Re: [PATCH 3/3] btrfs: Avoid live-lock in search_ioctl() on hardware with sub-page faults

From: Catalin Marinas
Date: Sat Nov 27 2021 - 10:23:15 EST


On Sat, Nov 27, 2021 at 01:39:58PM +0100, Andreas Gruenbacher wrote:
> On Sat, Nov 27, 2021 at 4:52 AM Andreas Gruenbacher <agruenba@xxxxxxxxxx> wrote:
> > On Sat, Nov 27, 2021 at 12:06 AM Catalin Marinas <catalin.marinas@xxxxxxx> wrote:
> > > If we know that the arch copy_to_user() has an error of say maximum 16
> > > bytes (or 15 rather on arm64), we can instead get fault_in_writeable()
> > > to probe the first 16 bytes rather than 1.
> >
> > That isn't going to help one bit: [raw_]copy_to_user() is allowed to
> > copy as little or as much as it wants as long as it follows the rules
> > documented in include/linux/uaccess.h:
> >
> > [] If copying succeeds, the return value must be 0.  If some data cannot be
> > [] fetched, it is permitted to copy less than had been fetched; the only
> > [] hard requirement is that not storing anything at all (i.e. returning size)
> > [] should happen only when nothing could be copied.  In other words, you don't
> > [] have to squeeze as much as possible - it is allowed, but not necessary.
> >
> > When fault_in_writeable() tells us that an address range is accessible
> > in principle, that doesn't mean that copy_to_user() will allow us to
> > access it in arbitrary chunks. It's also not the case that
> > fault_in_writeable(addr, size) is always followed by
> > copy_to_user(addr, ..., size) for the exact same address range, not
> > even in this case.
> >
> > These alignment restrictions have nothing to do with page or sub-page faults.
> >
> > I'm also fairly sure that passing in an unaligned buffer will send
> > search_ioctl into an endless loop on architectures with copy_to_user()
> > alignment restrictions; there don't seem to be any buffer alignment
> > checks.
>
> Let me retract that ...
>
> The description in include/linux/uaccess.h leaves out permissible
> reasons for fetching/storing less than requested.

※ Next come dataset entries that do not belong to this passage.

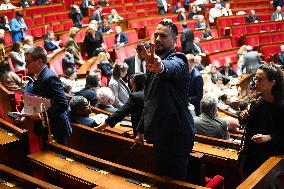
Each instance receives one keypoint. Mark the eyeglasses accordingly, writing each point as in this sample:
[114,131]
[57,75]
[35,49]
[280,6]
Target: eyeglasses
[259,79]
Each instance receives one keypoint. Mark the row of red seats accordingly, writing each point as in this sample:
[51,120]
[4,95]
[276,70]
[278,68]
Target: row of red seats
[262,38]
[241,4]
[225,21]
[46,18]
[142,22]
[223,57]
[216,45]
[269,49]
[36,10]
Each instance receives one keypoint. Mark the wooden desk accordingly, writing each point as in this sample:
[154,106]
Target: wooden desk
[267,175]
[14,145]
[68,165]
[21,180]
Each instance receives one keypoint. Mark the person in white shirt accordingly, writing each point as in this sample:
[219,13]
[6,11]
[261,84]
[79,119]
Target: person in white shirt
[215,12]
[6,5]
[227,11]
[278,15]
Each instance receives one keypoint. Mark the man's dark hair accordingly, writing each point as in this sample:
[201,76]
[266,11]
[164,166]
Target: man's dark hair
[139,46]
[92,80]
[139,80]
[170,24]
[184,25]
[19,14]
[37,52]
[77,103]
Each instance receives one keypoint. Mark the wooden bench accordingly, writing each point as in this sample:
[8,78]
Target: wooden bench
[219,160]
[267,175]
[74,169]
[11,178]
[14,145]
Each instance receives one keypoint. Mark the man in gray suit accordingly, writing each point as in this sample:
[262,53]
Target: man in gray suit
[278,15]
[252,61]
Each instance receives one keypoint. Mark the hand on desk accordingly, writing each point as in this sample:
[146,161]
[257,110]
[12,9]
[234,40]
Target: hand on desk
[101,127]
[139,139]
[260,138]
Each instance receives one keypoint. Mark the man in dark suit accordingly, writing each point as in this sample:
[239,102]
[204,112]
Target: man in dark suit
[166,120]
[187,37]
[80,110]
[136,63]
[120,37]
[195,92]
[48,85]
[280,55]
[252,17]
[162,6]
[134,105]
[50,44]
[89,92]
[97,15]
[197,49]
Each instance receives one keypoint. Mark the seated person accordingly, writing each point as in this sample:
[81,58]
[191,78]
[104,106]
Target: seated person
[208,124]
[181,14]
[85,5]
[17,56]
[10,80]
[80,110]
[118,86]
[280,56]
[106,68]
[228,71]
[105,27]
[278,15]
[252,17]
[197,63]
[215,12]
[197,49]
[120,37]
[4,23]
[106,99]
[103,3]
[207,34]
[67,80]
[216,75]
[2,36]
[6,5]
[226,11]
[225,104]
[89,92]
[50,44]
[26,3]
[114,17]
[28,42]
[134,105]
[201,24]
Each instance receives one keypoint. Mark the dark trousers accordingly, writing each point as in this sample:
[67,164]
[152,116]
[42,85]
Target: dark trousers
[172,155]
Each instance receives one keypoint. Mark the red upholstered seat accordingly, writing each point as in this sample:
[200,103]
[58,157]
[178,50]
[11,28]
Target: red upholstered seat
[252,40]
[277,37]
[29,21]
[238,30]
[266,38]
[55,64]
[57,27]
[38,20]
[253,28]
[37,32]
[267,27]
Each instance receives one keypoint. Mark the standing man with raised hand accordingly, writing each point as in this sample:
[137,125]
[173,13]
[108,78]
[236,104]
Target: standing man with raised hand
[166,120]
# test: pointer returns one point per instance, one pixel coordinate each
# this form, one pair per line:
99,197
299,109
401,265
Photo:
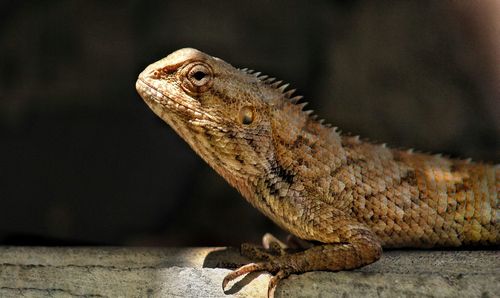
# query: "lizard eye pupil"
199,75
246,115
196,77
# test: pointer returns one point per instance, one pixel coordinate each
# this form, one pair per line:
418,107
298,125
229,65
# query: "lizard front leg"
355,246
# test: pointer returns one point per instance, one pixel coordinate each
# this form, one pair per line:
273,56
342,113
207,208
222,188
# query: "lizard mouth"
152,94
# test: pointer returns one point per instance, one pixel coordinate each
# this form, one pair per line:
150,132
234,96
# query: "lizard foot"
271,267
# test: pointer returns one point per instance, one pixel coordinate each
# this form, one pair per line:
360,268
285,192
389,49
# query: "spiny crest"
287,94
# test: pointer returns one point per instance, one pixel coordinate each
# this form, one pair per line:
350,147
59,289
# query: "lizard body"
348,197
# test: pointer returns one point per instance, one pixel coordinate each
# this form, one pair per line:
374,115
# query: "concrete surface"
198,272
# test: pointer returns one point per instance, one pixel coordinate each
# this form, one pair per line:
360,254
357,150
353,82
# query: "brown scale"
344,198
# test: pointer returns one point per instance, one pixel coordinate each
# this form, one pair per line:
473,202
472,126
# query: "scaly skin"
350,197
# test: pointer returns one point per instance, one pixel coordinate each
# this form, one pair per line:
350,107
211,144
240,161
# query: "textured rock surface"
198,272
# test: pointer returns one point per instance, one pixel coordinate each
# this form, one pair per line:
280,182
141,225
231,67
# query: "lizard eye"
196,77
246,115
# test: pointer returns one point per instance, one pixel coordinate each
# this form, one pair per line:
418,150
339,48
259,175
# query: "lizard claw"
252,267
273,283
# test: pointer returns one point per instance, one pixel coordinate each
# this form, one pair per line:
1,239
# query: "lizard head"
222,112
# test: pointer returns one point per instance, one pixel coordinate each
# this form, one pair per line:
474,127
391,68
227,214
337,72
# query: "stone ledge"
198,272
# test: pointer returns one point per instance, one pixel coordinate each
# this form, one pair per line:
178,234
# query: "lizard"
344,197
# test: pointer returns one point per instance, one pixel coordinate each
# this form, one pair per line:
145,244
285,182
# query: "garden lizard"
346,197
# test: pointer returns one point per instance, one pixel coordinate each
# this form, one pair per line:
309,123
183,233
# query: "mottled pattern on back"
347,196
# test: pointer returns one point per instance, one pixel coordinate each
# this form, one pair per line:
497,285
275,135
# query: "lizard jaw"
156,99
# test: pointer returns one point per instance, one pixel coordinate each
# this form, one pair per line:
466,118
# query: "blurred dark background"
83,160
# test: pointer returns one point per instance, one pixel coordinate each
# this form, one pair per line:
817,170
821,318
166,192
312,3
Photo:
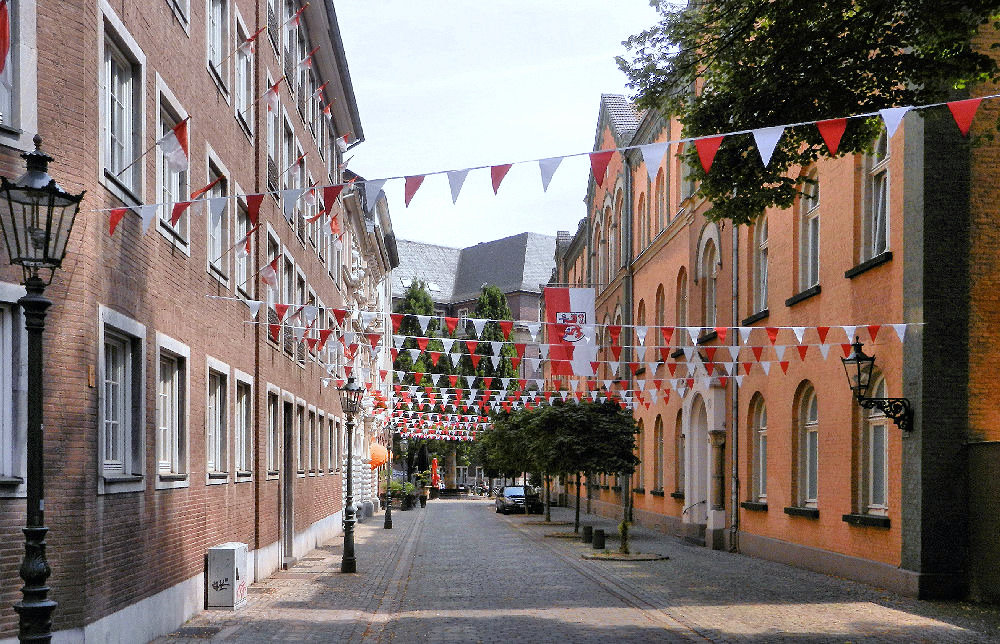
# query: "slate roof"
516,263
623,114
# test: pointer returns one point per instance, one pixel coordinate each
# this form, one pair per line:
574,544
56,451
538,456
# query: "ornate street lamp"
36,218
350,402
858,367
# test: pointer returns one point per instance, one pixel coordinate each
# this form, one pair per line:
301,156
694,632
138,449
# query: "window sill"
756,317
808,513
804,295
867,520
878,260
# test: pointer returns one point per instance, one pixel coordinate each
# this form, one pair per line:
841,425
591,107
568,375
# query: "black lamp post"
858,367
350,402
36,218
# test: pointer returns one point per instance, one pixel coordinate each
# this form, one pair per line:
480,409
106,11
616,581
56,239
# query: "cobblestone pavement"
457,572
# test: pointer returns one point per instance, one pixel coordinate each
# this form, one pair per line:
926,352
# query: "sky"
450,84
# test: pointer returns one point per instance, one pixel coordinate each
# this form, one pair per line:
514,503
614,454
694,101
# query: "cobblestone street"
458,572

Thinking about it, if
> the address range passed to one of the copy functions includes an
> address that faults, it kind of makes sense to allow the copy function
> to stop short instead of copying every last byte right up to the address
> that fails.
>
> If that's the only reason, then it would be great to have that included
> in the description. And then we can indeed deal with the alignment
> effects in fault_in_writeable().

Ah, I started replying last night, sent it today without seeing your
follow-up.

> > > I attempted the above here and works ok:
> > >
> > > https://git.kernel.org/pub/scm/linux/kernel/git/arm64/linux.git/log/?h=devel/btrfs-live-lock-fix
> > >
> > > but too late to post it this evening, I'll do it in the next day or so
> > > as an alternative to this series.
>
> I've taken a quick look. Under the assumption that alignment effects
> are tied to page / sub-page faults, I think we can really solve this
> generically as Willy has proposed.

I think Willy's proposal stopped at the page boundary, it should go
beyond.

> Maybe as shown below; no need for arch-specific code.
>
> diff --git a/mm/gup.c b/mm/gup.c
> index 2c51e9748a6a..a9b3d916b625 100644
> --- a/mm/gup.c
> +++ b/mm/gup.c
> @@ -1658,6 +1658,8 @@ static long __get_user_pages_locked(struct mm_struct *mm, unsigned long start,
> }
> #endif /* !CONFIG_MMU */
>
> +#define SUBPAGE_FAULT_SIZE 16
> +
> /**
> * fault_in_writeable - fault in userspace address range for writing
> * @uaddr: start of address range
> @@ -1673,8 +1675,19 @@ size_t fault_in_writeable(char __user *uaddr, size_t size)
> if (unlikely(size == 0))
> return 0;
> if (!PAGE_ALIGNED(uaddr)) {
> + if (SUBPAGE_FAULT_SIZE &&
> + !IS_ALIGNED((unsigned long)uaddr, SUBPAGE_FAULT_SIZE)) {
> + end = PTR_ALIGN(uaddr, SUBPAGE_FAULT_SIZE);
> + if (end - uaddr < size) {
> + if (unlikely(__put_user(0, uaddr) != 0))
> + return size;
> + uaddr = end;
> + if (unlikely(!end))
> + goto out;
> + }
> + }
> if (unlikely(__put_user(0, uaddr) != 0))
> - return size;
> + goto out;
> uaddr = (char __user *)PAGE_ALIGN((unsigned long)uaddr);
> }
> end = (char __user *)PAGE_ALIGN((unsigned long)start + size);

That's similar, somehow, to the arch-specific probing in one of my
patches: [1]. We could do the above if we can guarantee that the maximum
error margin in copy_to_user() is smaller than SUBPAGE_FAULT_SIZE. For
arm64 copy_to_user(), it is fine, but for copy_from_user(), if we ever
need to handle fault_in_readable(), it isn't (on arm64 up to 64 bytes
even if aligned: reads of large blocks are done in 4 * 16 loads, and if
one of them fails e.g. because of the 16-byte sub-page fault, no write
is done, hence such larger than 16 delta).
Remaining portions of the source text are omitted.